By calling them drawings, signing them, and adding witty titles, Hammersley humanizes machine-made computer printouts. During the 1960s, the possibilities for computer technology were seen as literally endless and only decades away. While some of this was utopian—take The Jetsons (original broadcast 1962–63) or Star Trek (original broadcast 1966–69) with their labor-saving gadgets—other visions of a computerized future were horrific. Perhaps most famously, HAL 9000, the homicidal sociopath computer in Stanley Kubrick's film 2001: A Space Odyssey (1968), murders some of the crew before the protagonist, Dr. David Bowman, shuts it down by removing the CPU boards from their cooling tank. One of the film's motifs is that HAL, as the computer is called, is infallible, unlike the astronauts. Albeit in radically different ways, 2001, an epic about misplaced human trust in the efficacy of technology, and the Computer Drawings, with their wry sensibility, both address an awkward fit between computer systems and flesh-and-blood, error-prone human beings.
Left: Frederick Hammersley, untitled, 1974–80(?). Ballpoint pen on computer paper. Gift of the Frederick Hammersley Foundation. The Huntington Library, Art Collections, and Botanical Gardens. Image © Frederick Hammersley Foundation. Center: Frederick Hammersley, light switch, 1988. Lithograph. Gift of the Frederick Hammersley Foundation. The Huntington Library, Art Collections, and Botanical Gardens.
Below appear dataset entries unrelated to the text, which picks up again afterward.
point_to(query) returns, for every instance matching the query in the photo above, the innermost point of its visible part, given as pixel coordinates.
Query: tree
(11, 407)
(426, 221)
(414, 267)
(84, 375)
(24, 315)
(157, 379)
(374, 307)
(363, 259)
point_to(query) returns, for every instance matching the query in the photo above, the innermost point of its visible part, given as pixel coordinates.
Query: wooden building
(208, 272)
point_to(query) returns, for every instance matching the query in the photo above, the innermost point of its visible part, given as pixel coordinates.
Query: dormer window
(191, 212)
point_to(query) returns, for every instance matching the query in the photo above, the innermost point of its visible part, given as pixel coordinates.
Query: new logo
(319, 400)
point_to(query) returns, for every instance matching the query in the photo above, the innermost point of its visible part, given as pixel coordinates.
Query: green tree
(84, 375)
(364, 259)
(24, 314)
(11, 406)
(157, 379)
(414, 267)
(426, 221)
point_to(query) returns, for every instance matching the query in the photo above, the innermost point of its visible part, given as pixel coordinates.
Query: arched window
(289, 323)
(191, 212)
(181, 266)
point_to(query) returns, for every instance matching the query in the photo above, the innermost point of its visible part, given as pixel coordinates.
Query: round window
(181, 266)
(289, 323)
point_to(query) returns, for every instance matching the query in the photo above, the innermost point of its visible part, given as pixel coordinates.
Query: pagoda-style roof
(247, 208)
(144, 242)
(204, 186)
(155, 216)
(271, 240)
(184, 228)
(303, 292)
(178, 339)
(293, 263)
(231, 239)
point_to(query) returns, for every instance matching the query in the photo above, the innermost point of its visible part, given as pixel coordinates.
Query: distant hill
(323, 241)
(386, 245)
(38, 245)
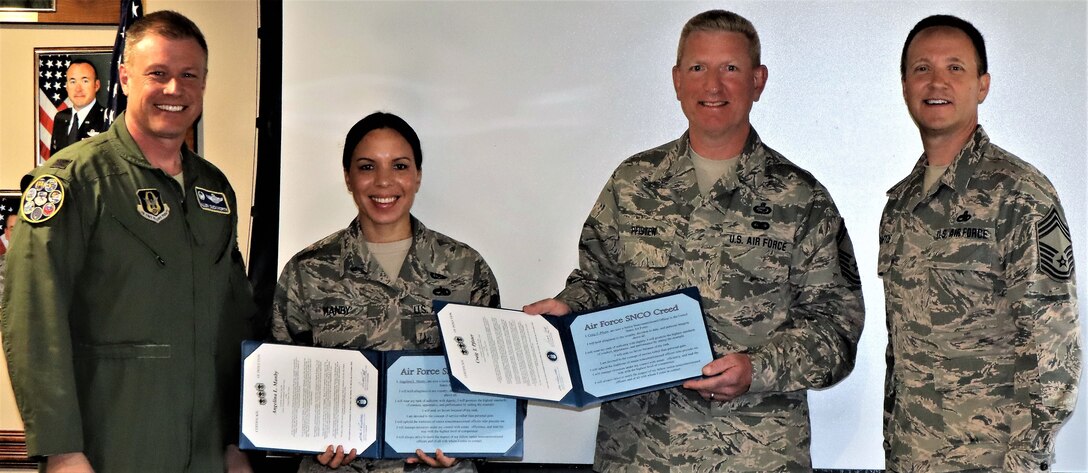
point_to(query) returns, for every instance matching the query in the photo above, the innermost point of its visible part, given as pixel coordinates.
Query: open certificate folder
(384, 405)
(580, 359)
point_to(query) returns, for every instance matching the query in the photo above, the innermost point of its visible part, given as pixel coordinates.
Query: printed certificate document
(577, 360)
(384, 405)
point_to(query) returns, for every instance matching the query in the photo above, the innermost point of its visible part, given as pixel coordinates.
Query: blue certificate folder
(580, 359)
(383, 403)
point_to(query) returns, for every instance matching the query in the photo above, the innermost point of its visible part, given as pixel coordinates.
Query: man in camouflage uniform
(335, 294)
(975, 254)
(765, 246)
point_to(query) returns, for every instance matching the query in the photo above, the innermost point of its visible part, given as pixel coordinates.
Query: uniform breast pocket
(645, 262)
(759, 262)
(338, 322)
(754, 288)
(964, 283)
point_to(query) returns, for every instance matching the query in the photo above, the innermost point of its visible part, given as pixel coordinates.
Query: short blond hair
(725, 22)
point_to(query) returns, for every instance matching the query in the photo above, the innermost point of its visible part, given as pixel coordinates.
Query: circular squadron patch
(42, 199)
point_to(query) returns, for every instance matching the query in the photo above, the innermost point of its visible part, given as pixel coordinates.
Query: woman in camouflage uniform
(371, 285)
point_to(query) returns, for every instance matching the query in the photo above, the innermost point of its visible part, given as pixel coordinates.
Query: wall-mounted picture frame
(58, 96)
(27, 5)
(61, 12)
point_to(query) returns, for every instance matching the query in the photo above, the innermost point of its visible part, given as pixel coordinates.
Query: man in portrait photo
(86, 117)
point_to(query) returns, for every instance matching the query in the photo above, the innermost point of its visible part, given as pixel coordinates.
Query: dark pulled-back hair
(168, 24)
(379, 121)
(949, 22)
Image © Frederick Hammersley Foundation. Right: Frederick Hammersley, like it, 1978. Ink on paper. Gift of the Frederick Hammersley Foundation. The Huntington Library, Art Collections, and Botanical Gardens. Image © Frederick Hammersley Foundation.
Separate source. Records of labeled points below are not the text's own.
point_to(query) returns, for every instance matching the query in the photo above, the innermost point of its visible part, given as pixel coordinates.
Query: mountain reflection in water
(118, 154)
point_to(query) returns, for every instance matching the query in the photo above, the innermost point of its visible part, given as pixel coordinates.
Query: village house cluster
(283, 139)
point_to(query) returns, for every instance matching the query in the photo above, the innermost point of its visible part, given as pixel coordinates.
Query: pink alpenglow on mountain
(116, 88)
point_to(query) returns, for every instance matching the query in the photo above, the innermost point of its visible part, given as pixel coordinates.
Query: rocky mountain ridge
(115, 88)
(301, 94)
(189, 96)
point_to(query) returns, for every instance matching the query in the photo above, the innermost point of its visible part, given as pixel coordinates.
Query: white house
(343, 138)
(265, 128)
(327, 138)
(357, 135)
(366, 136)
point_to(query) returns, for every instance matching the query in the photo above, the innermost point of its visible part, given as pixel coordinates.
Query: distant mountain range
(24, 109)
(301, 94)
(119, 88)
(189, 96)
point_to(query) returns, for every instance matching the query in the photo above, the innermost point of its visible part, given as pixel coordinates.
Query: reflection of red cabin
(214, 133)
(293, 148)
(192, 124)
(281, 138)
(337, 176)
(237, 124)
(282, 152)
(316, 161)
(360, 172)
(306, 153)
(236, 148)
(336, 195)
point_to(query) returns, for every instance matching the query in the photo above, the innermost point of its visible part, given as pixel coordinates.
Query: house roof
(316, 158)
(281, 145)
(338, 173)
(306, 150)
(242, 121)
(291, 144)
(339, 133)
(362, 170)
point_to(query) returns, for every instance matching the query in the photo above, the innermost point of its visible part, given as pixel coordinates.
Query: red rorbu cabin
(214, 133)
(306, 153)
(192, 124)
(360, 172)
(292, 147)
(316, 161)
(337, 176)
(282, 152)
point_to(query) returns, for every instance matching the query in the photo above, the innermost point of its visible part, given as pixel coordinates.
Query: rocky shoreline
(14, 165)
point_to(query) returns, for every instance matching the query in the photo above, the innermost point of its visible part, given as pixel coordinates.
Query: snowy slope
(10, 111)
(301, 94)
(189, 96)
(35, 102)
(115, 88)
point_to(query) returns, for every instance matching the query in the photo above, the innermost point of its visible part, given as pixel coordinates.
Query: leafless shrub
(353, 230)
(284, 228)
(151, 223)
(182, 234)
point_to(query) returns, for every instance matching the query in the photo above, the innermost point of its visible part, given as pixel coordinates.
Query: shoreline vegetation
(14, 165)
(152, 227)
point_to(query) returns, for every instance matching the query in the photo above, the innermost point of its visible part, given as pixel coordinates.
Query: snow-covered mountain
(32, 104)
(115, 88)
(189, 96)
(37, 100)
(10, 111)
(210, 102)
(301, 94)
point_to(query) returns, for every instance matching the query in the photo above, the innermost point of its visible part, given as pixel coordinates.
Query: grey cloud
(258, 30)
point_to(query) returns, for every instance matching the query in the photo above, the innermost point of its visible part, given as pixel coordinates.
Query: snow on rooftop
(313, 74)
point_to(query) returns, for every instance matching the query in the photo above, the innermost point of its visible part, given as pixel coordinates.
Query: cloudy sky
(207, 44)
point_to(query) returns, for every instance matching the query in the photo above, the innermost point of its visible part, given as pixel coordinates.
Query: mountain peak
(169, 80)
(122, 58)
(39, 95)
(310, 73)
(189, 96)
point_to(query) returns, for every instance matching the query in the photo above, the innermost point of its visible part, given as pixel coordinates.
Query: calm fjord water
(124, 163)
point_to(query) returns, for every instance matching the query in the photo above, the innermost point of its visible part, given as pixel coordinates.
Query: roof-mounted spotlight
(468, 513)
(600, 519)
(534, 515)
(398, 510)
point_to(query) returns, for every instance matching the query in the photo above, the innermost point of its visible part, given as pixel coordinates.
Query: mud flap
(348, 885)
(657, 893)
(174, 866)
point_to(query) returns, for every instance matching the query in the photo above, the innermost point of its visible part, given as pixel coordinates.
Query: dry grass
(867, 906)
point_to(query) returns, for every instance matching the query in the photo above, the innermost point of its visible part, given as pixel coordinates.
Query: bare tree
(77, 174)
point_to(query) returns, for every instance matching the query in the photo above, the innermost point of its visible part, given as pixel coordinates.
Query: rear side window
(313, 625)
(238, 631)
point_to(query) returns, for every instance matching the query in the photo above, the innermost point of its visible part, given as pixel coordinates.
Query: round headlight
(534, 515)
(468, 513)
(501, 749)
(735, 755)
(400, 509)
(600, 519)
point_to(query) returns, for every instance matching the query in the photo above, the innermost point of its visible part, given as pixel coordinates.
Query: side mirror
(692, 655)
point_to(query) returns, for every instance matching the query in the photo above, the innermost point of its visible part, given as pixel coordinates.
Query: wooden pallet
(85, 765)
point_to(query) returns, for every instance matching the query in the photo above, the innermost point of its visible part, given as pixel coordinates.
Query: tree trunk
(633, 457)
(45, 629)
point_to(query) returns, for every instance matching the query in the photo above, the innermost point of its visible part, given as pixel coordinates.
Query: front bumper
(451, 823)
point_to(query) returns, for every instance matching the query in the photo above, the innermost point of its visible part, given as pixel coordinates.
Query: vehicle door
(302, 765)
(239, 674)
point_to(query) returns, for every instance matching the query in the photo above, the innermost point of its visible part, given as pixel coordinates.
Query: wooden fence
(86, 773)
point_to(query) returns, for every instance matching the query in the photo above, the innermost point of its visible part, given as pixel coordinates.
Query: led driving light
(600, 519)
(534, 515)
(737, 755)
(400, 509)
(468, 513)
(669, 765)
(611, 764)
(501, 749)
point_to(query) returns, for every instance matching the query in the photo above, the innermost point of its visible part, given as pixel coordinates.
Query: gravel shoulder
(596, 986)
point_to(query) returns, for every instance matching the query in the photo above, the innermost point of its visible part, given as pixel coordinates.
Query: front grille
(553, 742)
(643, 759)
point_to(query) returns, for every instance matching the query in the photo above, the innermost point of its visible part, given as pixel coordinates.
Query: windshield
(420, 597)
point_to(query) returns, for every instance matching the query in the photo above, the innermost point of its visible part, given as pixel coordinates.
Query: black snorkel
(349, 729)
Despite the user-friendly graphic interfaces of today's computers, we know the computer is the boss, and we adjust to its constraints. (Try making it do something it isn't programmed to do, and you discover who's in charge.) When Hammersley worked with ART 1 to make the drawings now at The Huntington, he could operate only within the program's protocols. Yet the artist, who turned the rules of geometry into something playful in his paintings, impishly subverted the computer's rigidity in his Computer Drawings. An IBM mainframe may have produced the drawings, but only a human could appreciate their lace-like patterns and humorous titles.
James Glisson is the Bradford and Christine Mishler Assistant Curator of American Art at The Huntington.